= Tabaimo =

Japanese artist

Ayako Tabata (born 30 November 1975 –), also known under her artist name Tabaimo, is a contemporary Japanese artist. She combines hand-drawn images and digital manipulation to create large scale animations which evoke traditional Japanese woodblock prints (ukiyo-e) while presenting a pointed, complex view of Japanese society.

The name "Tabaimo" is a portmanteau of her last name, Tabata, and the Japanese word imōto (いもうと), meaning "little sister."

==Early life and education==

Ayako Tabata was born in Hyogo Prefecture, Japan. She is the middle of three sisters. Her father was a salaryman; her mother, Shion Tabata, is a ceramicist who creates traditional dinnerware in the style of Ogata Kenzan.

She graduated from Kyoto University of Art and Design in 1999.

== Career ==
Tabaimo's first video installation, Japanese Kitchen, directed while she was still a student, attracted attention. Yuka Uematsu, a curator at the National Museum of Art, Osaka, said, "When I first saw her work, I really couldn't believe that a university student had made it […] She was focusing on typical Japanese society, but critically, in her own way."

Tabaimo's first solo show came in 2000 at Kirin Plaza in Osaka, after she'd won the company's Contemporary Award competition. This was followed by inclusion in two international art events, the Yokohama Trienniale (2001) and the Sao Paulo Bienniale (2002). Tabaimo considered a career in design; in 2003 she worked as a graphic designer in London before she decided to pursue a full-time career as an artist.

Still from Japanese Commuter Train, 2001 video installation by Tabaimo.

Although Tabaimo creates more traditionally-formatted drawings and paintings, she has gained a reputation for her video installations. They are generally site-specific, usually projected on multiple planes, suggestive of rooms. The pop artist Keiichi Tanaami, an instructor at Kyoto University, was an important early influence. Tabaimo's work features elements of manga and anime, but it is also inspired by traditional Japanese art forms, particularly ukiyo-e woodblock printing. Birds, insects, sea creatures, and tortoises often appear in her work, intermingling with humans and disembodied human parts in both natural and urban environments, which at times morph into surreal landscapes.

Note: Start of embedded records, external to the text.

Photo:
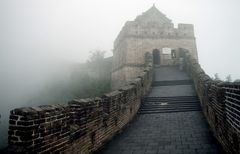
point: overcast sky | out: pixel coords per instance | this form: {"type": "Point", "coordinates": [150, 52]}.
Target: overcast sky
{"type": "Point", "coordinates": [33, 31]}
{"type": "Point", "coordinates": [38, 36]}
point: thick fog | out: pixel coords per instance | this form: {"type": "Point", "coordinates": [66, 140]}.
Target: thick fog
{"type": "Point", "coordinates": [40, 40]}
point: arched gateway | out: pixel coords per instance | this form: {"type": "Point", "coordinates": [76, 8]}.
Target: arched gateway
{"type": "Point", "coordinates": [150, 32]}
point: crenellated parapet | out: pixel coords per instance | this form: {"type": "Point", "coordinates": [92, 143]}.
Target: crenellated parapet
{"type": "Point", "coordinates": [220, 102]}
{"type": "Point", "coordinates": [82, 125]}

The transformation of familiar objects and situations has the effect of not only questioning their meaning, but challenging the viewer's perception of the work itself: "I don’t just put the work in front of them and make it a comfortable experience for them – they need to be proactive in their viewing...I think the viewers’ stories themselves are the work, so...by setting up spaces which cause the viewer discomfort — spaces which have elements in them that need to be overcome — the works become a participatory experience," she said in 2007. Tabaimo rarely explains her works within exhibitions.

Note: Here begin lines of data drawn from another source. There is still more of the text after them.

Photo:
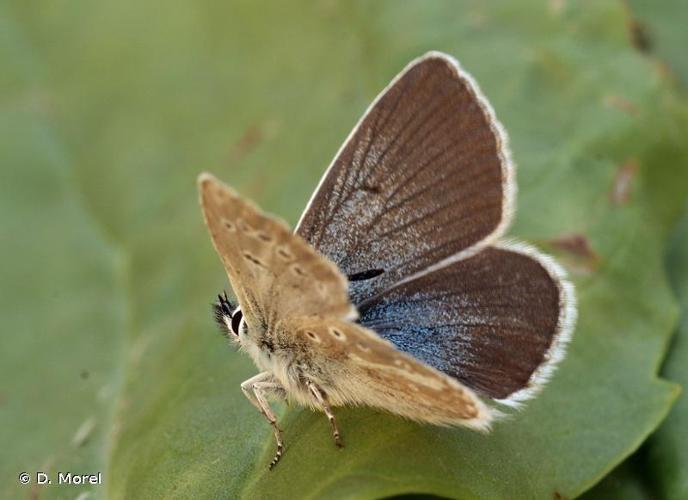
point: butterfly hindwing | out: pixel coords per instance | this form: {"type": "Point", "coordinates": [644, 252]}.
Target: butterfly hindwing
{"type": "Point", "coordinates": [359, 367]}
{"type": "Point", "coordinates": [273, 271]}
{"type": "Point", "coordinates": [425, 174]}
{"type": "Point", "coordinates": [497, 321]}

public conVENience (still), 2006, by Tabaimo. Parasol unit, London.

==Selected exhibitions==
Solo exhibitions include: Utsutsushi Utsushi, Seattle Asian Art Museum, Seattle, WA (2016); San Jose Museum of Art, San Jose, CA (2016); MEKURUMEKU, Museum of Contemporary Art, Sydney, NSW, Australia (2014); Boundary Layer, Parasol unit foundation for contemporary art, London (2010); Danmen, Yokohama Museum of Art, Tokyo (traveled to the National Museum of Art, Osaka) (2009–10); Moderna Museet, Stockholm (2009); Fondation Cartier pour l'Art Contemporain, Paris (2006); YOROYORON, Hara Museum of Contemporary Art, Tokyo (2006).

Tabaimo represented Japan with teleco-soup at the 54th International Art Exhibition, La Biennale di Venezia (2011). International group exhibitions include: the Yokohama Triennale (2001); the São Paulo Art Biennial (2002); the 15th Biennale of Sydney, Australia (2006); and the 52nd International Art Exhibition, La Biennale di Venezia (2007).

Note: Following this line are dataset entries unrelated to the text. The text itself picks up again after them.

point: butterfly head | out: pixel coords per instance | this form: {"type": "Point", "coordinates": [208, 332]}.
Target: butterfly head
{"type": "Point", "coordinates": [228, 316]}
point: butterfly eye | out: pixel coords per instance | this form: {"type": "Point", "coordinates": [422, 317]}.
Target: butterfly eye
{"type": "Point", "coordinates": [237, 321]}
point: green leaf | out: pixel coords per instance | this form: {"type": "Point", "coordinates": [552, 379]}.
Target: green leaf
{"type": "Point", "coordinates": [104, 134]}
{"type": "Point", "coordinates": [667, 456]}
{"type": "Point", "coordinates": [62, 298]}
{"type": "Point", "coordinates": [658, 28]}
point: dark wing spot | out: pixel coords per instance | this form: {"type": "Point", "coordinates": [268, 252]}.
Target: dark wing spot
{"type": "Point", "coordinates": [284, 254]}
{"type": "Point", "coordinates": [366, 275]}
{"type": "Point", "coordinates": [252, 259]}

Interdisciplinary collaboration is a major part of Tabaimo’s artistic endeavor. Since 2006 she has provided visual elements to performances with Ohad Naharin’s Batsheva Dance Company, choreographer Maki Morishita, architect Yuko Nagayama, and photographer Hiroshi Sugimoto. Tabaimo later worked again with Maki Morishita to create "Fruits borne out of rust".

Her work can be found in the collections of the National Museum of Art, Osaka; Hara Museum of Contemporary Art, Tokyo; the Israel Museum, Jerusalem; MUSAC, Spain; Fondation Cartier pour l'Art Contemporain, Paris; Moderna Museet, Stockholm; Museum of Contemporary Art, Los Angeles, CA; Asia Society Museum, New York, NY; and the Museum of Modern Art, New York, NY.

== Personal life ==
In 2008, after six years of living in Tokyo, Tabaimo moved into her parents' home in Karuizawa, a resort town in Nagano prefecture, along with her younger sister and primary assistant Imoimu.